Figure 5.. Tsg101^KD phenocopies a subset of evi and wg synaptic morphology and signaling defects, while loss of Hrs has no effect.

(A) Representative confocal images of muscle 6/7 NMJs labeled with α-HRP and α-BRP antibodies (left). Magnification of the yellow boxed area (right). HRP brightness was adjusted independently. Large image scale bar is 20 μm, small image scale bar is 5 μm. (B) Quantification of total bouton number (top) and active zone number (bottom) on muscle 6/7. (C) Representative confocal images of muscle 6/7 NMJ highlighting α-DLG pattern. Arrows indicate location of “feathery” DLG. Scale bar is 5 μm. (D) Representative confocal images of muscle 6/7 NMJ (abdominal segment A2) labeled with α-HRP and α-DLG antibodies. α-DLG and α-HRP signals were acquired in the linear range but adjusted independently and displayed near saturation to highlight DLG-negative ghost boutons, which are indicated with yellow arrows. (E) Quantification of baseline (i.e. unstimulated) ghost boutons. Top and bottom graphs represent independent experiments. (F) Single slices of muscle 6/7 nuclei labeled with α-LamC (nuclear periphery) and a-Fz2-C antibodies. Dotted line represents LamC-defined nuclear boundary. Scale bars are 10μm. (G) Quantification of Fz2-C puncta per nucleus. Number of nuclei quantified are indicated in the bar graph. A2 and A3 indicate the larval abdominal segment. Data are represented as mean +/− s.e.m.; n represents nuclei in (G) and NMJs in (B-E). *p<0.05, **p<0.01, ***p<0.001. See Tables S1 and S3 for detailed genotypes and statistical analyses.

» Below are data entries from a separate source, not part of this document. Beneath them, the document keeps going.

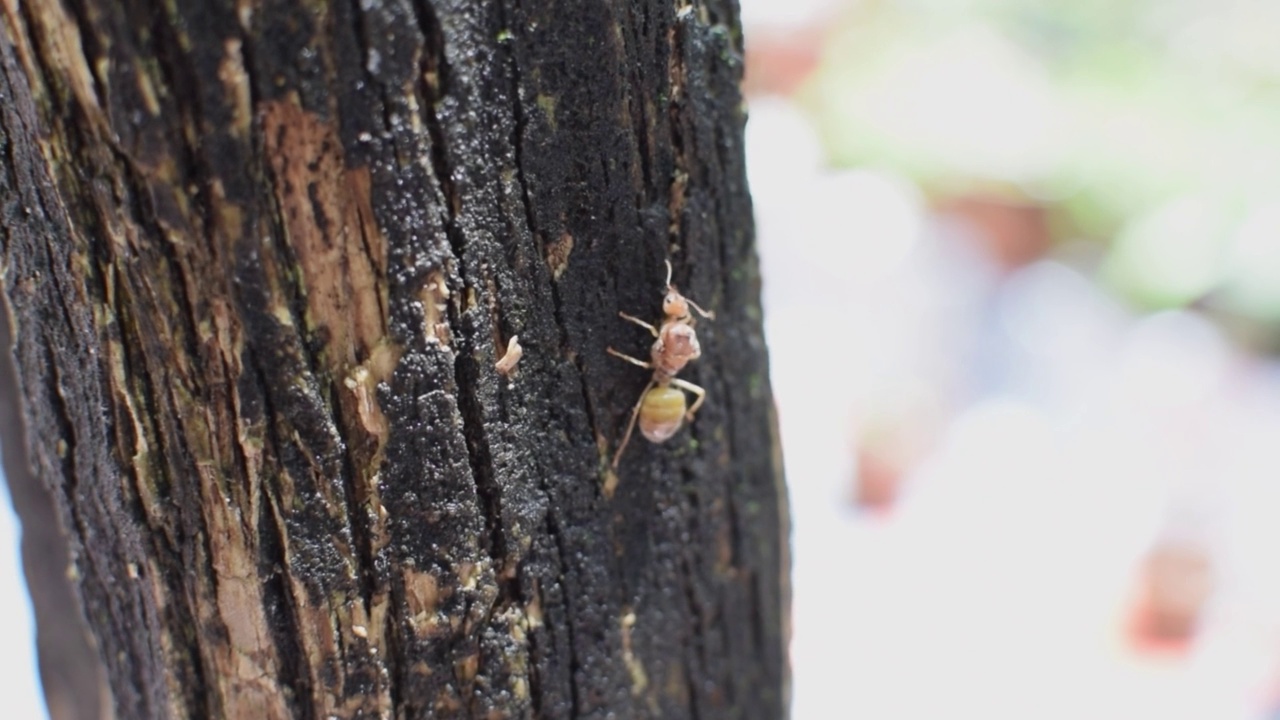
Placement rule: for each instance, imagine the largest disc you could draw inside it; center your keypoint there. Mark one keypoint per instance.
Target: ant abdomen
(662, 411)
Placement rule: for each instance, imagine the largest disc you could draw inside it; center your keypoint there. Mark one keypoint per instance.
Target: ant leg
(629, 359)
(708, 314)
(631, 425)
(695, 390)
(639, 322)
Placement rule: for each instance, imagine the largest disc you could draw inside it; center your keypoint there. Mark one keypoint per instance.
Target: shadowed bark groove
(260, 260)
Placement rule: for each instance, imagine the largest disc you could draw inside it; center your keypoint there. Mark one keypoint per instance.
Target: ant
(662, 408)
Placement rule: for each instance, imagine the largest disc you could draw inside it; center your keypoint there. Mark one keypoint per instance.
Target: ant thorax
(676, 345)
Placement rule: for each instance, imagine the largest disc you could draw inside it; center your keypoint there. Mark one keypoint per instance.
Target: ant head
(673, 305)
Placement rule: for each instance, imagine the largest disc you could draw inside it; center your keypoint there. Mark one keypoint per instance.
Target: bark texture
(260, 259)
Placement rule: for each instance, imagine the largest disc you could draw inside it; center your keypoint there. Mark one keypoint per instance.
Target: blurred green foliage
(1151, 126)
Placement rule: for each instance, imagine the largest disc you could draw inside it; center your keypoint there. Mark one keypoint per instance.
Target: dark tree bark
(260, 259)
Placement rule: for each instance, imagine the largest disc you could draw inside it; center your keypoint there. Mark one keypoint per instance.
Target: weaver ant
(662, 406)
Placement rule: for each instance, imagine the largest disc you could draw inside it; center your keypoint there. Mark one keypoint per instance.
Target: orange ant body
(662, 406)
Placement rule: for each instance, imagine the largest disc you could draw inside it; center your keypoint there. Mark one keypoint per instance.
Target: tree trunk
(260, 260)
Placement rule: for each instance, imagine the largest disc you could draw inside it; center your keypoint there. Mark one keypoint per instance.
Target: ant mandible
(662, 406)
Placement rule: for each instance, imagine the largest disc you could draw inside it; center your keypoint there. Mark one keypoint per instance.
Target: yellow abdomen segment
(662, 413)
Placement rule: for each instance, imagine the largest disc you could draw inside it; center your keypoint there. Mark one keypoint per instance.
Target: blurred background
(1022, 269)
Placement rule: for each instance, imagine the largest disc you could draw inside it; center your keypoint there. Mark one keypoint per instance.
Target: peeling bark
(261, 260)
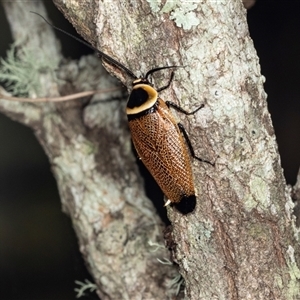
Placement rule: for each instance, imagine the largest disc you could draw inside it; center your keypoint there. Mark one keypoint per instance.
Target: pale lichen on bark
(240, 243)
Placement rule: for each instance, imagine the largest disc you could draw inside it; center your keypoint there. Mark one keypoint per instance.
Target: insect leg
(182, 129)
(166, 86)
(178, 108)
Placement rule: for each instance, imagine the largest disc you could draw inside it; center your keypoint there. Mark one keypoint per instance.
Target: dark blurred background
(39, 257)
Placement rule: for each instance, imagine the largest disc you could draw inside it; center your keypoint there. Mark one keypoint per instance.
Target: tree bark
(241, 242)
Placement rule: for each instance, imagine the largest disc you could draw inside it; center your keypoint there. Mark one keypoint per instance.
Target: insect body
(157, 138)
(160, 145)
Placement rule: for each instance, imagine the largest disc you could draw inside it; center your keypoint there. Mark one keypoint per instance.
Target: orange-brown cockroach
(161, 143)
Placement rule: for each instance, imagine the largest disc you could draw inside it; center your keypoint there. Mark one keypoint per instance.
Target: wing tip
(186, 205)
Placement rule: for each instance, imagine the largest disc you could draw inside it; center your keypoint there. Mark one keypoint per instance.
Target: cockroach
(161, 143)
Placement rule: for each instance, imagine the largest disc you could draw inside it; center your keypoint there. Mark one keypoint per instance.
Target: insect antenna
(104, 56)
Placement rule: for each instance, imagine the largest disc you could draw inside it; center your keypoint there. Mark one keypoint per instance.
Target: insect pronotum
(161, 143)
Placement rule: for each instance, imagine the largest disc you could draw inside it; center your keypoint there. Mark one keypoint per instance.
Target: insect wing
(160, 145)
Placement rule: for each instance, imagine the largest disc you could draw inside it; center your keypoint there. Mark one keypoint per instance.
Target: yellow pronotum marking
(152, 98)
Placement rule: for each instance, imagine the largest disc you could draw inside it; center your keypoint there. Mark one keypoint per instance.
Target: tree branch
(241, 241)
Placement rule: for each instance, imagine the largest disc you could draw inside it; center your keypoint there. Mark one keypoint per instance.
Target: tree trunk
(241, 240)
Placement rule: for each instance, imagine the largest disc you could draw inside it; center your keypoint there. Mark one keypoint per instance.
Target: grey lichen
(21, 70)
(182, 12)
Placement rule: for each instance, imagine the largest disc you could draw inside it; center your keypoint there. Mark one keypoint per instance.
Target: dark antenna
(160, 68)
(106, 57)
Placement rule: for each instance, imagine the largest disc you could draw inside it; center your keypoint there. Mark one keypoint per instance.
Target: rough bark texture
(241, 242)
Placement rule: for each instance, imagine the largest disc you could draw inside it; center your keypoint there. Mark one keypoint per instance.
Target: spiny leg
(178, 108)
(182, 129)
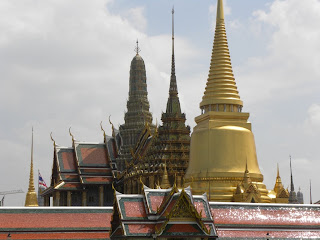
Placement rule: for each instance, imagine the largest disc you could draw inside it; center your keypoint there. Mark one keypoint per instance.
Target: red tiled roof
(182, 228)
(156, 202)
(266, 215)
(252, 234)
(54, 220)
(56, 223)
(135, 209)
(141, 228)
(94, 156)
(68, 160)
(58, 235)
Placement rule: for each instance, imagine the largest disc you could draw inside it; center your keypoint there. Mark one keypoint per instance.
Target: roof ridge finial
(137, 49)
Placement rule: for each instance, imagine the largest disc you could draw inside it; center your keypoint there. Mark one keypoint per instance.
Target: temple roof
(56, 223)
(83, 164)
(252, 221)
(162, 213)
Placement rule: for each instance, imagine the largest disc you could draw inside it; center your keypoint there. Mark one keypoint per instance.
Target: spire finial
(113, 133)
(221, 85)
(31, 198)
(71, 134)
(137, 49)
(173, 81)
(104, 132)
(291, 185)
(54, 142)
(310, 193)
(220, 12)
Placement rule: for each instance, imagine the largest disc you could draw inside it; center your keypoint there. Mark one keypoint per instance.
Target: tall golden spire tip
(137, 49)
(31, 197)
(220, 12)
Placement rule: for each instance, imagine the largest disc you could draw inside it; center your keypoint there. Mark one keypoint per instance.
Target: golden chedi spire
(221, 86)
(31, 197)
(222, 141)
(278, 185)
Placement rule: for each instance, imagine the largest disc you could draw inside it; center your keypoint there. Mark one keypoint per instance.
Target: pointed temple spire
(138, 106)
(292, 194)
(310, 193)
(221, 124)
(165, 183)
(246, 179)
(31, 197)
(173, 104)
(137, 49)
(291, 182)
(221, 86)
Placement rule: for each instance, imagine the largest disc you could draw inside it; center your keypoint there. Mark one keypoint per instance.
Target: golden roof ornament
(104, 132)
(31, 197)
(165, 183)
(73, 139)
(54, 142)
(113, 132)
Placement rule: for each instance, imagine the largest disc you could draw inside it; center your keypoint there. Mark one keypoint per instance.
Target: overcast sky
(65, 63)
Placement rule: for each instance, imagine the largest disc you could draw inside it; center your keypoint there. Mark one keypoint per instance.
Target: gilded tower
(292, 194)
(222, 143)
(174, 135)
(31, 197)
(138, 114)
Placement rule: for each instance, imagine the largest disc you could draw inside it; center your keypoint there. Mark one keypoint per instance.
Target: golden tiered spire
(221, 86)
(278, 185)
(31, 197)
(222, 141)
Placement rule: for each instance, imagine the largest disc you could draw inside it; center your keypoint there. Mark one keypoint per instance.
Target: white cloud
(65, 63)
(136, 17)
(291, 65)
(213, 13)
(312, 123)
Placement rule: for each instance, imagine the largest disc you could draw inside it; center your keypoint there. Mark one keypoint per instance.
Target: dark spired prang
(138, 114)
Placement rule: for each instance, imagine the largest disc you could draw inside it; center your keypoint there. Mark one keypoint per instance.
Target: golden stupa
(31, 197)
(222, 142)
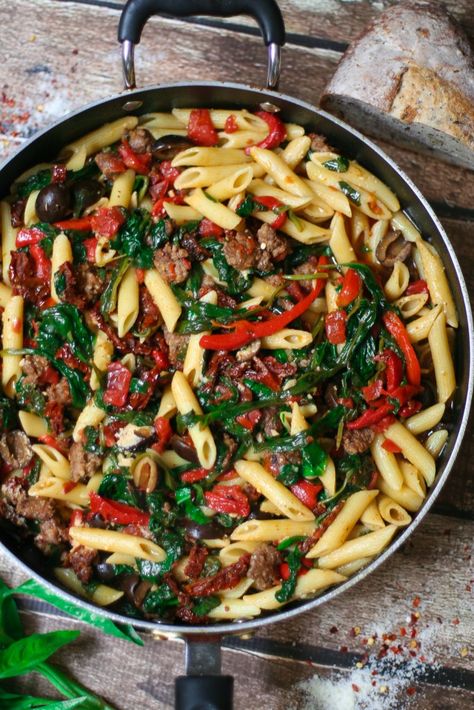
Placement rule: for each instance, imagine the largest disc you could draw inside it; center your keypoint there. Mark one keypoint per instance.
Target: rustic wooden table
(402, 638)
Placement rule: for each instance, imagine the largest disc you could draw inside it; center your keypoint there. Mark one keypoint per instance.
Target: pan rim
(238, 627)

Figure 6.. Loss of ESCRT does not phenocopy syt4 functional defects,.

A) Representative confocal images from muscle 4 in mock and spaced K⁺-stimulated larvae. Arrows indicate examples of activity-dependent ghost boutons. Scale bar = 10 μm. (B) Quantification of ghost bouton numbers per NMJ. (C) Representative traces of mEJPs before (top trace) and after (bottom trace) high frequency stimulation (4 × 100 Hz) from control and Tsg101^KD. (D) Timecourse of mEJP frequency after stimulation. (E) Representative traces of mEJPs before (top trace) and after (bottom trace) high frequency stimulation (4 × 100 Hz) from control, Hrs^D28, and syt4^BA1. (F) Timecourse of mEJP frequency after stimulation. Data are represented as mean +/− s.e.m.; n represents NMJs. *p<0.05, **p<0.01. See Tables S1 and S3 for detailed genotypes and statistical analyses.

Figure 7.. Neuronally derived EV cargoes are targeted for phagocytosis and are not detectable in the cytoplasm of recipient cells.

(A) Schematic for DeGradFP system. (B-C) Representative images of Syt4-GFP with neuronal (C380-GAL4, B) or muscle (C57-GAL4, C) expressed DeGradFP. (D) Quantification of Syt4-GFP intensity from (B). (E) Quantification of Syt4-GFP intensity from (C). (F) Quantification of normalized presynaptic puncta number from (B) and (C). (G) Representative confocal images of Syt4-GFP at muscle 4 NMJs following knockdown of Draper in different cell types. Outlines represent the neuronal membrane as marked from an HRP mask (H) Quantification of Syt4 puncta intensity. All scale bars = 10 μm. Intensity measurements are normalized to their respective controls. Data are represented as mean +/− s.e.m.; n represents NMJs. **p<0.01, ***p<0.001. See Tables S1 and S3 for detailed genotypes and statistical analyses.